My take: The authors note that in this age, science s devalued and relationships are more influential.  Thus, creating trust goes back to Peabody’s 1927 admonition: “The secret of the care of the patient is in caring for the patient.”

In the newspaper article, a book publisher involved in the promoting the Sandy Hook conspiracy had to meet one of the parents as part of a lawsuit.  “At the end of the day, Gahary shook Pozner’s hand and apologized. He offered condolences for Noah’s death.”  As in medicine, getting to know each other is the surest way to garner trust.

Related blog posts:

NYT: Do You Trust the Medical Profession?

An interesting commentary from NY Times: Do You Trust the Medical Profession?

This article explains how lack of trust in medical leaders can effect response to epidemics (eg. ebola), participation in clinical trials, and influence acceptance of vaccines. In addition, on a personal level, individuals who trust their physician are more likely to continue treatment important for their health.

An excerpt:

Trust, in each other and in American institutions, is vital for our social and economic well-being: It allows us to work, buy, sell and vote with some reasonable expectation that our behavior will be met with fairness and good will.

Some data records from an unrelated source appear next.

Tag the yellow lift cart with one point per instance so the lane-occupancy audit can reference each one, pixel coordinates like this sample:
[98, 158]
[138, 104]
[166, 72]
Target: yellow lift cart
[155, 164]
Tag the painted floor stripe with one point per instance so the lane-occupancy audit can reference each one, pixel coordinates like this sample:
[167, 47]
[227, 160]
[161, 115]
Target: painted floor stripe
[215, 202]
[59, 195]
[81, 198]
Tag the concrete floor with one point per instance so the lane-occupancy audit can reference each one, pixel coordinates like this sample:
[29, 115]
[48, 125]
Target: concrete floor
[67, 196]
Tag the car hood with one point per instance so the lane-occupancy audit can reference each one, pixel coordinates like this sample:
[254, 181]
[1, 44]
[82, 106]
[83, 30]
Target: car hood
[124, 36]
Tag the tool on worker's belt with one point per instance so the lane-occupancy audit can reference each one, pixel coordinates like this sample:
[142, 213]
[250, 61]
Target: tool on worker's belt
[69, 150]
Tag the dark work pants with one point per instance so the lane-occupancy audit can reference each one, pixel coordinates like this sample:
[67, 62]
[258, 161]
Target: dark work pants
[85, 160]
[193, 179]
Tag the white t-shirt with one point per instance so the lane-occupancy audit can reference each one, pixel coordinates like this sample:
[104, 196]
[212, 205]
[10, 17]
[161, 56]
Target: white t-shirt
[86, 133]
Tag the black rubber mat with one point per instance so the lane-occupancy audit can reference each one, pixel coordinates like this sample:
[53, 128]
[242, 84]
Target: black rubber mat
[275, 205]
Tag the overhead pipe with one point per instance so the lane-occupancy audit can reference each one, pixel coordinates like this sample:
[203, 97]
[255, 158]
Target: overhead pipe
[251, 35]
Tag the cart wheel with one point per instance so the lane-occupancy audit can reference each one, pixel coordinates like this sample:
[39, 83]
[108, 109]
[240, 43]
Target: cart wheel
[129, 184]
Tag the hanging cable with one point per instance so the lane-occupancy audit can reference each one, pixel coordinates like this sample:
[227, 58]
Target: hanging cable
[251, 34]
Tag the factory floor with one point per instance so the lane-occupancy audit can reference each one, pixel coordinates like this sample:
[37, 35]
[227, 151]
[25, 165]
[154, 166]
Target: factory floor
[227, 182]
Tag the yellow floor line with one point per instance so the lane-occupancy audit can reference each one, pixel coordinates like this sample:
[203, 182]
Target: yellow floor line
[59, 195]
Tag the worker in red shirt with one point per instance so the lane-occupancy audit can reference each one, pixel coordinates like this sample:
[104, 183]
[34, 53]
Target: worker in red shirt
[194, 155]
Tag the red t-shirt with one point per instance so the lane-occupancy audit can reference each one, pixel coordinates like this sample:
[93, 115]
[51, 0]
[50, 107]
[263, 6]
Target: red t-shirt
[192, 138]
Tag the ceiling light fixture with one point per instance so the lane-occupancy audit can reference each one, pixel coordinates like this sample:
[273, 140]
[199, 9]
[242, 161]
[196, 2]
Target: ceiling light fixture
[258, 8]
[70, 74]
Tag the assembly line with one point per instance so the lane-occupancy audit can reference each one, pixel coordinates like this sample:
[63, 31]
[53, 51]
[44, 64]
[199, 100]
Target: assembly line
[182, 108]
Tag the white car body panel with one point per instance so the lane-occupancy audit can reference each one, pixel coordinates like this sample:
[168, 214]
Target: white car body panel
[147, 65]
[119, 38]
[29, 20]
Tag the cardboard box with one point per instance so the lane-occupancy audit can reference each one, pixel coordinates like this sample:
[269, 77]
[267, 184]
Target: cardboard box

But trust has been declining for decades, and the most tangible and immediate damage may be to public health and safety. Mistrust in the medical profession — particularly during emergencies like epidemics — can have deadly consequences…

Trust is the cornerstone of the doctor-patient relationship, and patients who trust their doctors are more likely to follow treatment plans…

Another study found that trust is one of the best predictors of whether patients follow a doctor’s advice about things like exercise, smoking cessation and condom use. Mistrust can lead people to skip the flu shot or forgo the measles vaccine for their children — with potentially serious consequences for individual patients and the broader population…

A degree of skepticism is inevitable and important. But when doubt becomes pervasive, it can erode the glue that binds society together, and the medicine that keeps us healthy.